The reaction to the shooting rippled across the country as Americans were aghast at the sight of such a violent attack on a sitting member of Congress. The shooting cast a pall over the Capitol as politicians of all stripes denounced the shooting as a horrific and senseless act of violence. Capitol police asked members of Congress to be more vigilant about security in the wake of the shooting, and some politicians expressed hope that the killing spree serves as a wakeup call at a time when the political climate has become so emotionally charged.
Giffords, 40, is a three-term moderate Democrat who narrowly won re-election in November against a tea party candidate as conservatives across the country sought to throw her from office over her support of the health care law. Her office in Tucson was vandalized in the hours after the House passed the tcoverhaul last March as anger over the law spread across the country.

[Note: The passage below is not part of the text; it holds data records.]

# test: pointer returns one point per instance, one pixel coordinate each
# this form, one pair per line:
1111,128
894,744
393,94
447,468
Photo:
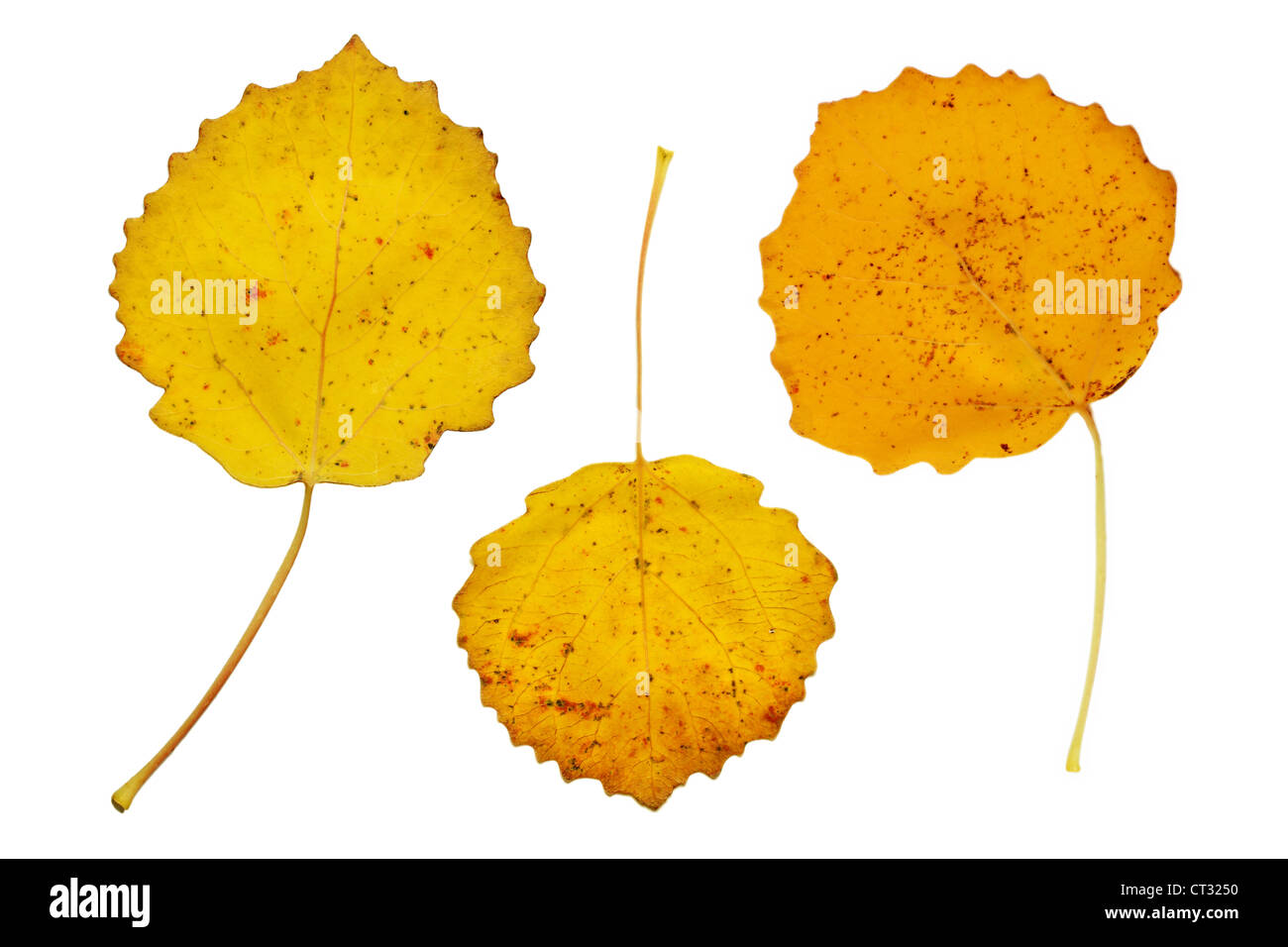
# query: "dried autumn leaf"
966,262
326,283
643,621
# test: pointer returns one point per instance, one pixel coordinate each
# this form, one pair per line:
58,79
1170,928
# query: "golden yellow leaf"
965,263
393,298
643,621
902,278
327,282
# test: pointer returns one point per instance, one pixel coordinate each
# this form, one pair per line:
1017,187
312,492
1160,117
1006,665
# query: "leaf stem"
664,161
123,796
1073,762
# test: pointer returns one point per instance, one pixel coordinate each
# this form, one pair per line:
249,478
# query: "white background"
939,718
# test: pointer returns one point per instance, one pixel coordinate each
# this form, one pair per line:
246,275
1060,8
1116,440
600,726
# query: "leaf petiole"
123,796
1073,762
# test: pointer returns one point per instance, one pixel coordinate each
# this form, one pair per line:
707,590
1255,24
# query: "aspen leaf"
323,286
643,621
966,263
374,228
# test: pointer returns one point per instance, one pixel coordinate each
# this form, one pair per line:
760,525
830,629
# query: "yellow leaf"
965,263
329,281
902,281
644,621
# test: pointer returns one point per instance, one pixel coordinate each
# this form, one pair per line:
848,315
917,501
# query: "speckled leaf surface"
393,294
902,277
644,621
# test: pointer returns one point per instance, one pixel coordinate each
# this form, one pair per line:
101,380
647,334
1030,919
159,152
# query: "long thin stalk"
664,161
123,796
1073,763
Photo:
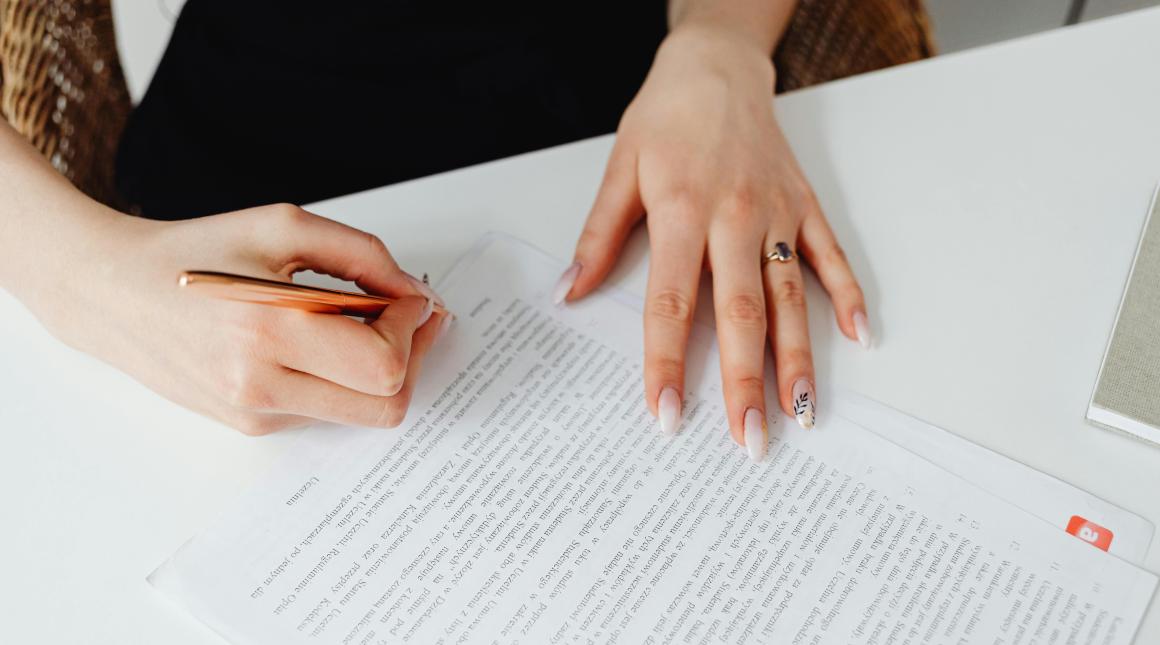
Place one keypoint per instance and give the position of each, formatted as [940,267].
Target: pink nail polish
[755,441]
[804,403]
[862,330]
[428,309]
[565,284]
[668,410]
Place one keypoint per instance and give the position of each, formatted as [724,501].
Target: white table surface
[991,202]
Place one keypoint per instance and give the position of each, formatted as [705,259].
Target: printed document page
[530,498]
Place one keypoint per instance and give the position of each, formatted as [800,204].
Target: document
[529,497]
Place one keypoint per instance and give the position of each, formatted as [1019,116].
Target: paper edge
[1119,310]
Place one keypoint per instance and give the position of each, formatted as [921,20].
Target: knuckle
[789,292]
[244,389]
[390,369]
[833,254]
[376,245]
[392,412]
[746,310]
[289,215]
[795,360]
[850,292]
[255,425]
[680,198]
[742,203]
[671,305]
[667,368]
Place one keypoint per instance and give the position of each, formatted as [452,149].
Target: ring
[781,253]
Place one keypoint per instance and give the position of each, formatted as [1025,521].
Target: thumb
[291,239]
[614,214]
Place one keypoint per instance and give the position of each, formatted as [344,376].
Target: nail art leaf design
[802,403]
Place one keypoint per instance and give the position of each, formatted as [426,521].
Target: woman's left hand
[700,156]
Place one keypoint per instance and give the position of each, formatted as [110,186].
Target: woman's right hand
[255,368]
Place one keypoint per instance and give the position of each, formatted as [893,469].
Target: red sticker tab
[1089,531]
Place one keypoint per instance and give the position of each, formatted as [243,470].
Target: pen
[246,289]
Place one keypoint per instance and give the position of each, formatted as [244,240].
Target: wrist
[696,43]
[67,253]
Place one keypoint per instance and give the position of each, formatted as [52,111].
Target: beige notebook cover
[1126,393]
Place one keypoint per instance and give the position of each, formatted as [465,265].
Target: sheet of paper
[529,498]
[1035,492]
[1058,502]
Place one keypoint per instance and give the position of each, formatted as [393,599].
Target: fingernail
[804,404]
[565,284]
[425,289]
[862,330]
[448,318]
[668,410]
[755,434]
[428,309]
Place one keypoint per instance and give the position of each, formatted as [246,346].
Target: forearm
[760,22]
[46,225]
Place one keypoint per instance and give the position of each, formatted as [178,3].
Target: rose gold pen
[240,288]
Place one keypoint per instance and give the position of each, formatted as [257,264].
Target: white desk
[990,201]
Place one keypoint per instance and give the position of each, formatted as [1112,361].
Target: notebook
[1126,395]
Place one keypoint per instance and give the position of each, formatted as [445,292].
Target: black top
[261,101]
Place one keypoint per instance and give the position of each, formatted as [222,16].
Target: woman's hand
[698,153]
[255,368]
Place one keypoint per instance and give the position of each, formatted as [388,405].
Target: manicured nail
[443,326]
[668,410]
[428,309]
[425,289]
[755,434]
[862,330]
[565,284]
[804,404]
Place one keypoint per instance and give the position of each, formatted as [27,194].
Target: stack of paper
[530,498]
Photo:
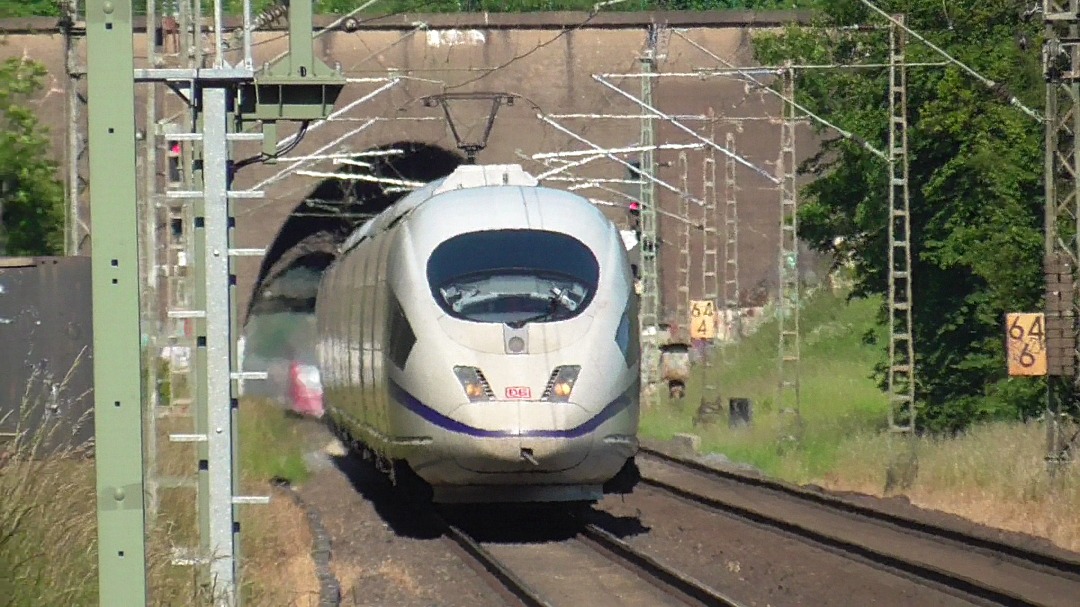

Police say the shooter was in custody, and was identified by people familiar with the investigation as Jared Loughner, 22. Pima County Sheriff's officials said he used a 9 mm pistol to carry out the shooting spree. U.S. officials who provided his name to the AP spoke on condition of anonymity because they were not authorized to release it publicly.
His exact motivation was not clear, but a former classmate described Loughner as a pot-smoking loner who had rambling beliefs about the world. Federal law enforcement officials were poring over versions of a MySpace page that belonged to Jared Loughner and over a YouTube video published weeks ago under an account "Classitup10" and linked to him. The MySpace page, which was removed within minutes of the gunman being identified by officials, included a mysterious "Goodbye friends" message published hours before the shooting and exhorted his friends to "Please don't be mad at me."
In one of several Youtube videos, which featured text against a dark background, Loughner described inventing a new U.S. currency and complained about the illiteracy rate among people living in Giffords' congressional district in Arizona.
"I know who's listening: Government Officials, and the People," Loughner wrote. "Nearly all the people, who don't know this accurate information of a new currency, aren't aware of mind control and brainwash methods. If I have my civil rights, then this message wouldn't have happen (sic)."
U.S. District Judge John Roll was one of the dead. Giffords had worked with him in the past to line up funding to build a new courthouse in Yuma, and Obama hailed him for his nearly 40 years of service as a judge.
Giffords spokesman C.J. Karamargin said three Giffords staffers were shot in the attack. One died, and the other two are expected to survive. Gabe Zimmerman, a former social worker who served as Giffords' director of community outreach, died.
Giffords was first elected to Congress amid a wave of Democratic victories in the 2006 election, and has been mentioned as a possible Senate candidate in 2012 and a gubernatorial prospect in 2014.